Vaccination and Anesthesia
Vaccines are broadly classified into two categories, that is, live attenuated (BCG, MMR) or inactivated (IPV).
Rash and fever are common 7–10 days after MMR, parotitis 3 weeks after MMR, and local reactions and fever within 48 h of DtaP/IPV/Hib.
In a survey of anaesthetists by Short and colleagues, 60% of the respondents stated that they would not delay anaesthesia for elective surgery in a recently immunized child, while 40% would postpone for a week for inactive vaccines and 3 weeks for live vaccine.
As a conclusion, misinterpretation of vaccine-related adverse events as postoperative complications may be avoided by respecting a minimal delay between immunization and anaesthesia.
A delay of 48 hours is needed for children immunized with inactivated vaccine. On the other hand, there is no need to delay anesthetic in a child immunized with live vaccine if the child is well at preoperative assessment.

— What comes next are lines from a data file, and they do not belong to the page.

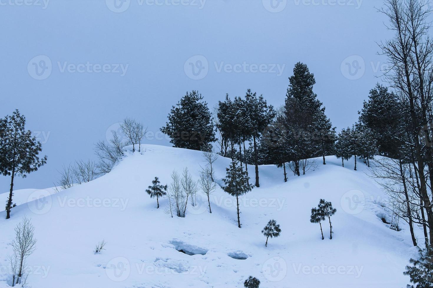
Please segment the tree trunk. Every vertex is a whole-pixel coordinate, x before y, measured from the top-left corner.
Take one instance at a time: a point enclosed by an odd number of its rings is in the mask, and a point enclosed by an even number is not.
[[[238,208],[238,227],[241,228],[241,218],[239,215],[239,198],[238,198],[238,194],[236,194],[236,203]]]
[[[246,184],[249,186],[249,177],[248,177],[248,164],[246,163],[246,150],[245,149],[245,138],[244,138],[243,139],[243,146],[244,146],[244,160],[245,161],[245,172],[246,172]],[[213,180],[212,180],[213,181]]]
[[[10,190],[9,190],[9,198],[7,200],[6,209],[6,219],[10,218],[10,209],[12,208],[12,195],[13,192],[13,177],[15,175],[15,168],[13,167],[12,174],[10,177]]]
[[[286,173],[286,163],[283,163],[283,167],[284,168],[284,182],[287,182],[287,173]]]
[[[328,218],[329,219],[329,228],[330,230],[330,234],[331,235],[331,237],[330,238],[331,240],[332,240],[332,224],[331,223],[331,217],[329,216],[328,216]]]
[[[207,203],[209,204],[209,213],[212,214],[212,209],[210,209],[210,200],[209,199],[209,194],[207,194]]]
[[[255,187],[260,187],[260,184],[259,183],[259,159],[257,157],[257,145],[255,142],[255,136],[253,136],[252,139],[254,143],[254,165],[255,165]]]
[[[403,180],[403,188],[404,189],[404,196],[406,197],[406,208],[407,211],[407,217],[409,218],[409,227],[410,230],[410,235],[412,237],[412,242],[414,246],[417,246],[417,238],[415,237],[415,233],[414,232],[414,223],[412,222],[412,211],[410,210],[410,204],[409,199],[409,194],[407,193],[407,188],[406,186],[406,177],[403,173],[403,165],[401,163],[401,160],[398,159],[399,164],[400,166],[400,174],[401,175],[401,179]]]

The influence of anaesthesia on various markers of immunity has been assessed in children, showing a decrease in absolute T- and B-lymphocyte counts after surgery that return to preoperative values within hours or days. This may represent the redistribution of immune cells from the peripheral blood to lymphatic tissues or local sites of trauma rather than immunodepression. All studies demonstrate a short-lived and reversible influence on lymphoproliferative responses that return to preoperative values within 24-48 h.